Clause 3.2 Action following failure to comply with conditions of appointment or with this rule
3.2(1) If the Director has reason to believe that a vehicle inspector or inspecting organisation has failed to comply with any of the conditions of their appointment, or has failed to comply with this rule, the Director may require the inspector or organisation to undergo such an investigation and to provide such information as the Director reasonably considers appropriate.

3.2(2) Subject to 3.2(3), if, following an investigation under 3.2(1), the Director is satisfied that a vehicle inspector or inspecting organisation has failed to comply with any of the conditions of their appointment, or failed to comply with this rule, the Director may do one or more of the following:

(a) require that remedial action, such as training, be undertaken by the inspector or organisation;
(b) suspend the whole or any part of the appointment of the inspector or organisation for a specified period or until specified conditions are met;
(c) revoke the whole or any part of the appointment of the inspector or organisation.

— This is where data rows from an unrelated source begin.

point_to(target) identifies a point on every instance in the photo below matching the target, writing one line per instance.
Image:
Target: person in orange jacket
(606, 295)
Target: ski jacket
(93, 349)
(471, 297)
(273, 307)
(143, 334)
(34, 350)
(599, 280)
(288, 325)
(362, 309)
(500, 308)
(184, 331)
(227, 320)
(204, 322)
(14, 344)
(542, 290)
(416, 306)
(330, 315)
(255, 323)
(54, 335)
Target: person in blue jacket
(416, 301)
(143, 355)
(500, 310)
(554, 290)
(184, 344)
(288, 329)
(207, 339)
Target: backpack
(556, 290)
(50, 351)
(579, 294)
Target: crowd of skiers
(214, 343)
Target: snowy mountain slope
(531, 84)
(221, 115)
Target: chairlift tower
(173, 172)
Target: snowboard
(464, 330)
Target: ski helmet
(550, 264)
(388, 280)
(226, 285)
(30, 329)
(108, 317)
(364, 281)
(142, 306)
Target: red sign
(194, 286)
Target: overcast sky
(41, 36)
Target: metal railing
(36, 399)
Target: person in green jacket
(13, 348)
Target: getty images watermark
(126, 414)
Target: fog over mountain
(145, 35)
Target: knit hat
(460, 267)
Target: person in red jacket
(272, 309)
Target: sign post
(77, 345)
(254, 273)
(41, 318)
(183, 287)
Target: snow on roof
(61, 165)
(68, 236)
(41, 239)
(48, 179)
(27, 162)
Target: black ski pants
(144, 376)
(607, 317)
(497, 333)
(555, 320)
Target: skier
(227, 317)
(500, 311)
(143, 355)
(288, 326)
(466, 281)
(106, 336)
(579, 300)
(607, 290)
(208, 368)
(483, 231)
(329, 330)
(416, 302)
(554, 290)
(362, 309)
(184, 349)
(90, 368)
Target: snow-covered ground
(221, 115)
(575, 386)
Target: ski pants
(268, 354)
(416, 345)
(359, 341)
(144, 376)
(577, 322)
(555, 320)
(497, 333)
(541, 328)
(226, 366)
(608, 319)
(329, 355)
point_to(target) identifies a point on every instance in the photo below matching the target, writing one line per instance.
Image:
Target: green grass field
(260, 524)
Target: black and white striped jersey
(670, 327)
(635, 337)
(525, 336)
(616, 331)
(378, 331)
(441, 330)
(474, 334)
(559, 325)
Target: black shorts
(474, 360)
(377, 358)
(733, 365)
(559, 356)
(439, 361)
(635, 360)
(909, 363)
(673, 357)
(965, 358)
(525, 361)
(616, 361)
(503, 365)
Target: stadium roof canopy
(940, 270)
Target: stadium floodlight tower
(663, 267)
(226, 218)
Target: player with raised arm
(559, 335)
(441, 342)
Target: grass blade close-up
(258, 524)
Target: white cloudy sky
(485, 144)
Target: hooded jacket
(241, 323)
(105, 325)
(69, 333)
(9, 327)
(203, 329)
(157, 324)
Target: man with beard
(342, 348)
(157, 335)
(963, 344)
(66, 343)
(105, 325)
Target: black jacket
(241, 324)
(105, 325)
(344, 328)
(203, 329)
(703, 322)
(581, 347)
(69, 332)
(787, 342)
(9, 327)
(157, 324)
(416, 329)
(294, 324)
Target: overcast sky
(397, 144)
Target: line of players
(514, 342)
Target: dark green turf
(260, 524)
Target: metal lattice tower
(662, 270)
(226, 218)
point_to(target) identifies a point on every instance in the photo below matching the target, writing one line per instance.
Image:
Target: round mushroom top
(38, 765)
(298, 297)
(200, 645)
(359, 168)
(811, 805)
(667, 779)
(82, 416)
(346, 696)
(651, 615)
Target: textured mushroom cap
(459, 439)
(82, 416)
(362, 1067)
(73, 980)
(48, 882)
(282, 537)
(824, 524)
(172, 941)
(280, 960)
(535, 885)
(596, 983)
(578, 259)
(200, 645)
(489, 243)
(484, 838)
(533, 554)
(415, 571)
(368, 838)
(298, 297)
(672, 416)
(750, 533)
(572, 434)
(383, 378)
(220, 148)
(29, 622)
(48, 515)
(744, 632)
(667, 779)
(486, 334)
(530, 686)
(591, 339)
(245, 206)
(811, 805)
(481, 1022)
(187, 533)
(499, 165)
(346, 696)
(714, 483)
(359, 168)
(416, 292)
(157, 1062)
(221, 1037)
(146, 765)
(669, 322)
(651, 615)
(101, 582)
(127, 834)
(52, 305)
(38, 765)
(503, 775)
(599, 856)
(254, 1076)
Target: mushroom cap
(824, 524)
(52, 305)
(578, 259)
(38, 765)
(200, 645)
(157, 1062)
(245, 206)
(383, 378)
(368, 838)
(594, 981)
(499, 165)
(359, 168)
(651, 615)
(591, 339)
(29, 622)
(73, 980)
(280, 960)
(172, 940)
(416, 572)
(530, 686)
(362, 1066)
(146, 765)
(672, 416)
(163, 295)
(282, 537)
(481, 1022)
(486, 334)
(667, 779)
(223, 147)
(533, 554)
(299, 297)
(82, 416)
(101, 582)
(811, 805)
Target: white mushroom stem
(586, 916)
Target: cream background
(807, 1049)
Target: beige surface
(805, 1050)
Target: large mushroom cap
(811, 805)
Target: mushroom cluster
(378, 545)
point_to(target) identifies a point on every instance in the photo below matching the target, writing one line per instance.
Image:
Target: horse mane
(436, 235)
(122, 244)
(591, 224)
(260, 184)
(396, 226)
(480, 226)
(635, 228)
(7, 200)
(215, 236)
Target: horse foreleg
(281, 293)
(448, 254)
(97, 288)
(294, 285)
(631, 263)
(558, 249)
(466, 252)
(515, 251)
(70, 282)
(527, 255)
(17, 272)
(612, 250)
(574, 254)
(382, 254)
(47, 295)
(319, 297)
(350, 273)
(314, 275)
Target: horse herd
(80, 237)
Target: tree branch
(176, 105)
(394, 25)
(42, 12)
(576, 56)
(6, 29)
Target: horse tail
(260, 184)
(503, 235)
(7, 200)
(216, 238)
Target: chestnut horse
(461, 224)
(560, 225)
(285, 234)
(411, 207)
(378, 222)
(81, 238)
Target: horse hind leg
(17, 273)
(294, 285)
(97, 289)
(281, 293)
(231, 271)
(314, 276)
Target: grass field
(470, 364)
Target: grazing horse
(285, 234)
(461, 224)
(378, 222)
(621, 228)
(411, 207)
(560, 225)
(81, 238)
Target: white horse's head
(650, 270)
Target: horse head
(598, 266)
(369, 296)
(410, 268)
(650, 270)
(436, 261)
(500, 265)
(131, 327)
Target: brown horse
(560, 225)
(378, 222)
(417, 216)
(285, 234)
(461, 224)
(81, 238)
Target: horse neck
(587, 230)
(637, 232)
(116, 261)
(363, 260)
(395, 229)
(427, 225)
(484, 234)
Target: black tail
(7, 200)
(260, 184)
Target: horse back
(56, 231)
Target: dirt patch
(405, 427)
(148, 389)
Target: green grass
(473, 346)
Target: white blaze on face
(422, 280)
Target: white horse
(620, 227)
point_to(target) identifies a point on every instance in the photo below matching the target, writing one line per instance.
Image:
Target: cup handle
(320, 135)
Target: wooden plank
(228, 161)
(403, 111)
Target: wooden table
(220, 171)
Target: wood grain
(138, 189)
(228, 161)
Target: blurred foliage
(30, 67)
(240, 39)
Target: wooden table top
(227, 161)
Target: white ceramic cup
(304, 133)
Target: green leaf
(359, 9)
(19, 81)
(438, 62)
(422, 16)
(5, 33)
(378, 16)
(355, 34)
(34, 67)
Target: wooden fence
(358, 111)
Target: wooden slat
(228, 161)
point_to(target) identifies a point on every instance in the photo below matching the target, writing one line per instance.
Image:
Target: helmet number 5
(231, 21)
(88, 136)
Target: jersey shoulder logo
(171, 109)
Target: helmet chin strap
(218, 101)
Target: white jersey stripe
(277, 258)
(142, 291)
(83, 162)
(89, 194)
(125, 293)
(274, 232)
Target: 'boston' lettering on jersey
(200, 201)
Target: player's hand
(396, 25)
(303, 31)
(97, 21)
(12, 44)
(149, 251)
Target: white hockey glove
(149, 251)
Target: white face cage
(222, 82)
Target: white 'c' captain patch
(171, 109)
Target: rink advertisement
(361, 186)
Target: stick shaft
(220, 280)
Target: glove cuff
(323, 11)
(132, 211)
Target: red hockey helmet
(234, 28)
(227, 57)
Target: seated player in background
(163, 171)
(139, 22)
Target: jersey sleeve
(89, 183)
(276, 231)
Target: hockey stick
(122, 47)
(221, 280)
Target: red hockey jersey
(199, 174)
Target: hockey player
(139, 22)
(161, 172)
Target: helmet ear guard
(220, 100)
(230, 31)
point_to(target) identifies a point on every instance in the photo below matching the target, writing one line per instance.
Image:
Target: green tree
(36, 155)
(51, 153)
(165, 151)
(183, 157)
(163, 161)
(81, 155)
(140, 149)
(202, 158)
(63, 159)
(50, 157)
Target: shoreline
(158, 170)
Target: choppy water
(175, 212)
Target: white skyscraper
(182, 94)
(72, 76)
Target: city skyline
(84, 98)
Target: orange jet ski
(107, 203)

THE LOW VOLUME VEHICLE SYSTEM HAS LOST THE ABILITY TO CARRY OUT HIGHER LEVEL CERTIFICATIONS SUCH AS THESE, BECAUSE

A ….. LVV STANDARDS COVER ONLY VERY BASIC MODIFICATIONS.
B ….. THE SKILLED AND QUALIFIED CERTIFIERS HAVE LEFT THE SYSTEM, REPLACED BY ‘HOBBYIST’ CERTIFIERS.

The LVV system is reverting to just a low-level ‘hobby car’ certification system.

We intend to make an official Information Request to NZTA as to how these vehicles were permitted to enter the NZ Fleet, what Technical Evaluation was carried out, and what remedial action the Director will be taking.